Nampak progresses turnaround despite African currency headwinds

The Plastics and Paper division results remained turbulent; comparable net debt levels were lower and lender covenants were being complied with. Photo: Supplied

The Plastics and Paper division results remained turbulent; comparable net debt levels were lower and lender covenants were being complied with. Photo: Supplied

Published Feb 16, 2024


Nampak, Africa’s largest packaging group that is being restructured due to financial difficulties, needs to sell three key assets as its operations are not yet sufficient to put the group back on a sustainable growth trajectory, CEO Phildon Roux said yesterday.

He was responding to shareholder questions at the annual meeting in Cape Town yesterday afternoon.

Opportune Investments chief investment officer Chris Logan had asked how the sale of its Nigeria business was progressing, and if it could be sold at a reasonable price given the big decline in the value of the Nigerian naira, which might also discourage potential suitors.

Roux said he was sure they would find a suitable partner, and talks on the disposals were progressing. He said the type of partner they were looking for would understand the volatility in Nigeria and be able to “see through the cycle”. He said the long-term outlook for the country was favourable, with current conditions a “feeding frenzy”.

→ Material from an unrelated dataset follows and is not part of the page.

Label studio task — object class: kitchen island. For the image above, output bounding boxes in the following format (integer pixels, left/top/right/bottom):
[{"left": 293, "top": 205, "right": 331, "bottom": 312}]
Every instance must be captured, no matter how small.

Roux was also asked what had caused “other players to eat Nampak’s lunch” considering that Nampak was the only beverage can maker in South Africa in 2018 and currently there were four manufacturers.

Roux said he was not part of the management at the time, but that their competitors “will not enjoy eating our lunch indefinitely” and he suspected that overheated margins had attracted other competitors, and a degree of arrogance about being market leaders, as well as high overhead costs, were possibly to blame for competitors moving into Nampak’s markets.

He said the days of being a large conglomerate might be over because companies could not succeed if they were not able “to get close to their market” and companies also needed to be “very agile” to succeed.

Describing the rigours on the executives of ongoing turnaround at Nampak, he said “to get the flywheel of corporate actions going and at the same time implement a massive transformation, phew, we’re panting!”

Meanwhile, a trading statement that the Bevcan SA and DivFood subsidiaries delivered operational and trading performance improvements through margin management, cost reduction and efficiency gains, in the first quarter to December 31, 2023.

There had also been a volume recovery at Bevcan Angola. Reduced forex losses, which had heavily impacted profit in the last year, contributed to an improvement in operating profit.

The asset divestiture programme was proceeding in line with previous guidance. A number of smaller disposals were concluded and proceeds used to repay debt.

Volumes contracted in Nigeria due to macroeconomic conditions.

The Plastics and Paper division results remained turbulent; comparable net debt levels were lower and lender covenants were being complied with.

Turnover growth in South Africa was muted due to the challenging economy, port congestion impacting raw material imports and customer factory closures occurring sooner and for extended periods.

Slower-than-expected consumer demand was exacerbated by surplus inventory in the market. Demand was expected to normalise in the second quarter as customers replenished inventory holdings.

Lower-than-expected turnover did not detract from the newly merged Bevcan South Africa and Diversified division performing well and generating strong operating leverage.

The South African Metals operations improved profitability with Bevcan efficiency gains being key enablers. Beverage can volumes were in line with the comparable period.

The installation of the incremental 500ml capacity at Bevcan Springs was on track for commissioning ahead of time and within budget. This capital project would enable volume growth.

The turnaround plan for DivFood was ahead of group expectations with profitability improvements expected.

In Paper, the demand for conical and PurePak cartons fell in South Africa, albeit from a strong base the prior year.

Zambia and Malawi were negatively affected by lower demand for conical cartons and crates and foreign exchange losses. The Zimbabwe operations continued to perform well in local currency.

Across the group, planned cost and efficiency savings were realised.

In terms of restructured lender agreements, the group was on track to meet a debt repayment obligation of R243 million by March 31, 2024, with R180m already repaid from proceeds on the disposal of the Nampak Nigeria Metals property and the UK apartment.